Cette version contredit celle de Me Bellemare, qui soutient que cette phrase a été prononcée sur un ton menaçant. Me Bellemare a affirmé avec force que Michel Gagnon ne l'a jamais informé de ces liens d'amitié avec Richard Legendre, et a maintenu qu'il était livide lorsqu'il est entré dans son bureau pour discuter de l'affaire.

Me Dugas a un style plus agressif que les autres avocats des parties représentées. Il a lui-même admis qu'il était « un peu plus partisan » que ses collègues qui l'avaient précédé, ce qui n'a pas manqué de faire rire les gens présents dans la salle d'audience. Il a admis vouloir mettre à l'épreuve la « fiabilité du témoin sur sa mémoire ».

À sa sortie de la salle d'audience, l'avocat a par ailleurs commenté différents aspects du témoignage de l'ex-ministre libéral, contrevenant ainsi aux directives émises par le commissaire Bastarache.

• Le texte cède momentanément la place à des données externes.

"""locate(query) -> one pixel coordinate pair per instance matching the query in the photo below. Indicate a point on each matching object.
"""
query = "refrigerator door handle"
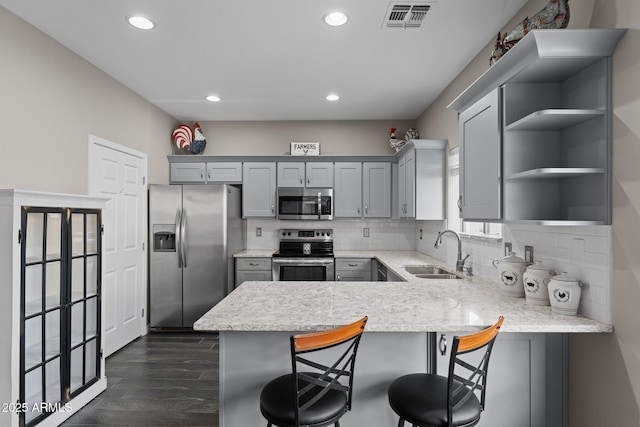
(179, 237)
(183, 237)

Un court contre-interrogatoire du Barreau

L'avocat du Barreau du Québec, Pierre Bourque, a mené un contre-interrogatoire, qui n'a duré que quelques minutes. Il a demandé à Me Bellemare s'il était vrai que le processus de sélection des aspirants juges était « indépendant, apolitique et impartial », tel qu'il l'avait déclaré dans une entrevue accordée à la Presse canadienne.

Me Bellemare a répondu que c'était bien le cas sur papier, mais en précisant que dans les faits, la nomination du représentant du public au sein du comité de sélection pouvait être « politisé jusqu'à un certain point », puisqu'elle incombe au ministre de la Justice, qui est membre d'un gouvernement et d'un parti politique. Les autres membres du comité de sélection sont nommés par le juge en chef de la Cour du Québec et un avocat nommé par le Barreau.

L'ex-ministre de la Justice a réitéré qu'il était difficile de trouver des membres du public qui soient à la fois disponibles et capables de faire ce travail, et qu'il serait préférable de constituer une banque de personnes aptes à assumer ce rôle.

Me Bellemare a aussi répété, à la demande de Me Bourque, que le travail du comité de sélection des aspirants juges aboutissait à la sélection « impartiale et transparente d'avocats possédant toutes les qualités professionnelles, personnelles et intellectuelles » pour occuper un poste de juge. Il est donc vrai, a admis Me Bellemare, que les juges nommés à la suite de présumées pressions indues avaient tout de même toutes les qualités requises pour occuper leurs fonctions.

Les autres parties ayant le statut de participant, soit le Tribunal administratif du Québec et la Conférence des juges, n'ont pas demandé à contre-interroger l'ex-ministre libéral de la Justice.

Mardi, Me Suzanne Côté et Me André Ryan ont tour à tour tenté de faire ressortir des contradictions dans le témoignage de Me Bellemare.